1. Wings Of The Morning

2. Boulevard

3. Bag Of Bones

4. All My Honey

5. When It All Becomes Available

6. Let Go

7. Maybe Tomorrow

8. The Days You've Made

9. Montpellier On Ice

10. Yes I Do

11. Billy And The Snakecharmer

12. Leave Me With The Sinners

13. Love It

14. Genius Alert

15. Work On It

At the end of the eighties and then the early nineties the Baggy sound morphed into Britpop and all the cool cats were producing 60’s Beatle style psychedelia. Diesel Park West drew on the 60’s for inspiration but dug deeper and took different reference points for their style, so it seems they were not considered part of the cool cats.

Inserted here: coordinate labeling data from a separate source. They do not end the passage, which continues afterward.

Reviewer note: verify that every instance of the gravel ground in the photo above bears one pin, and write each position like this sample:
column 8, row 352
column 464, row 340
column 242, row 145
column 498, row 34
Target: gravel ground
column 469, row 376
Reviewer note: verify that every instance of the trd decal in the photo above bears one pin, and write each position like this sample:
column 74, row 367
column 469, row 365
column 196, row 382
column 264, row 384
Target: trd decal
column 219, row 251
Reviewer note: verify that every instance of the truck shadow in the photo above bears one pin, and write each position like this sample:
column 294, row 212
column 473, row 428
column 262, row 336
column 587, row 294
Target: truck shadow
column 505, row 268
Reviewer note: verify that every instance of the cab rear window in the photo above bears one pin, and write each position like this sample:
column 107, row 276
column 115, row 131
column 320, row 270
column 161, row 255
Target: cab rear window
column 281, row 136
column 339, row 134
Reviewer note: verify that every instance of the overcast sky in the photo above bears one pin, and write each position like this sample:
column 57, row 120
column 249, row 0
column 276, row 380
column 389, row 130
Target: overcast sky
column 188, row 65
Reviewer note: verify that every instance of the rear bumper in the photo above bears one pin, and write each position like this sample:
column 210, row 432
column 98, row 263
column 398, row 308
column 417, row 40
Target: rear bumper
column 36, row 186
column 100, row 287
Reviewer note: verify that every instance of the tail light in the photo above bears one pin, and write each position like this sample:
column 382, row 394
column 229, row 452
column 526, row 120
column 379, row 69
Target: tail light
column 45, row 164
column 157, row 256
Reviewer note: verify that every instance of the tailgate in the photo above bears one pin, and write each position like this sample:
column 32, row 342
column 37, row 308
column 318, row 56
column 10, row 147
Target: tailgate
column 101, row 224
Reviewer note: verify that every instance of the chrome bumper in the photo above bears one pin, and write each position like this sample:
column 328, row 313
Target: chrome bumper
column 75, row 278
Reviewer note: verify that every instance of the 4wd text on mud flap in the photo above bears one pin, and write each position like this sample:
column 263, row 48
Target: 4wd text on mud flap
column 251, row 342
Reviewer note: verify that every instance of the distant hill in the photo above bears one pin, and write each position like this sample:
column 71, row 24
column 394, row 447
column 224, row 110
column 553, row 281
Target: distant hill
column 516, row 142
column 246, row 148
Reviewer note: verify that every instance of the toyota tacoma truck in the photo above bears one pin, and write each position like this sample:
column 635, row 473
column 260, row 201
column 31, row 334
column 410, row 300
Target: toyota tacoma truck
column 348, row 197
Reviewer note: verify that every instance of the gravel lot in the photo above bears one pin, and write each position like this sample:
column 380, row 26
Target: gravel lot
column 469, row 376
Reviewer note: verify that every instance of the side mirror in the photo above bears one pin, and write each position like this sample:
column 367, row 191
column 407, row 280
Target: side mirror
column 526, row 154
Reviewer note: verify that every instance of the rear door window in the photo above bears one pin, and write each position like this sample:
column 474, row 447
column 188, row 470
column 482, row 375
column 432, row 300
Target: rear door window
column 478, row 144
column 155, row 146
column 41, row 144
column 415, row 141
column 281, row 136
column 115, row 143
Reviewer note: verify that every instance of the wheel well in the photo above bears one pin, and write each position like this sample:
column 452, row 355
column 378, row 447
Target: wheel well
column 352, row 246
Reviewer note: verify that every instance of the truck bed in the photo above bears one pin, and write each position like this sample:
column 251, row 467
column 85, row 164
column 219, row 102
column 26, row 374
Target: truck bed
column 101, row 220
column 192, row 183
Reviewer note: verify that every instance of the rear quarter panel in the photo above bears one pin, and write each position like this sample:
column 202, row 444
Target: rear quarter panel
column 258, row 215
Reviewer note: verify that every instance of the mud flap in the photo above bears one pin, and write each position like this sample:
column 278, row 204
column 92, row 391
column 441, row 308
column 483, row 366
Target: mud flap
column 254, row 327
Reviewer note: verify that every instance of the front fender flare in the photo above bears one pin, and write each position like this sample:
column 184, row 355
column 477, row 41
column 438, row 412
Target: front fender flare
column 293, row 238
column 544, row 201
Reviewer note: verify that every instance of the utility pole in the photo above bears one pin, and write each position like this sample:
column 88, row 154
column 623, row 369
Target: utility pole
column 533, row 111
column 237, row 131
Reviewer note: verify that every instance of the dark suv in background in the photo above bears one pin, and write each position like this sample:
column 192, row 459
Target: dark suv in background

In 1997 frontman and chief songwriter John Butler released a solo album, 'The Loyal Serpent', which did not get the accolades it deserved at the time.

After spending 21 years off the radar, the American label, Palo Santo Records, has taken what Q magazine called “intoxicating alchemy of Celtic-like passion” and delicately remastered and reassembled the parts for 2018. So does it sound dated like some of those Britpop compilations. A snap shot in time, or has it grown in stature?

The answer is the latter as far as I am concerned.

It opens with ‘Wings Of The Morning’ which has a very conventional 90’s Baggy intro, but then develops and grows with sweeping guitar riffs. You can see how this album all those years ago bucked the trend. It is obvious that John Butler has taken different points of reference from the sixties with the second track, ‘Boulevard’ instead of a long guitar with lots of trippy reverb there is a short drum intro and then straight into the vocal. The lyrics are delivered with a punchy rhythm backed with nice keys. This is predominantly a Small Faces style with really glorious organ. There are psychedelic interludes now and again.

So after the first 2 songs you realise that this album will not necessarily follow a formulae. Another great lyricist obviously inspired John Butler as there are more than hints of Bob Dylan in ‘Bag Of Bones’ John’s Dylanesque lyrical drawl delivery, is backed with an epic soundscape of keyboards and guitar riffs. This track is a singalong foot tapper, if I have ever heard one. ‘When It All Becomes Available’ is a story told in a similar vein, as is ‘Let Go’ which is an inspirational singalong. As if to mark the passage of time ‘Maybe Tomorrow’ seems to give a nod to Travelling Wilburies, with dramatic backing like waves crashing and swirling in a stormy sea. With ‘Billy And The Snakecharmer’ John Butler tells a great story with a Bob Dylan style verse mixed with a Stones like chorus.

For me the stand out track is the attitude laden, punky ‘Montpellier On Ice’. From the opening line, . ‘That Kid just fell on his ass’ the rhythm is full of exuberance, rythym is great. Great horns catchy chorus. Builds lovely shout Montpellier. Ends with a crash and a groan like a Punk number.

The three bonus tracks are noticeably different from the rest of the album. The catchy 'Love It’ is an obvious single release for todays market. ‘Genius Alert’ is a funky number with more than a hint of later Stones. with muted scratchy riffs and John Butler shows his soulful side with ‘Work On It’

I do not know for the life of me why this album did not have more commercial success when it was first released. It did receive a four-star review in Q magazine upon its release via iconic British label Chrysalis Records and came out initially to great reviews. Maybe it was not cool enough for Cool Britannia, but it has stood the test of time and this release, I think sounds as fresh as it did 21 years ago.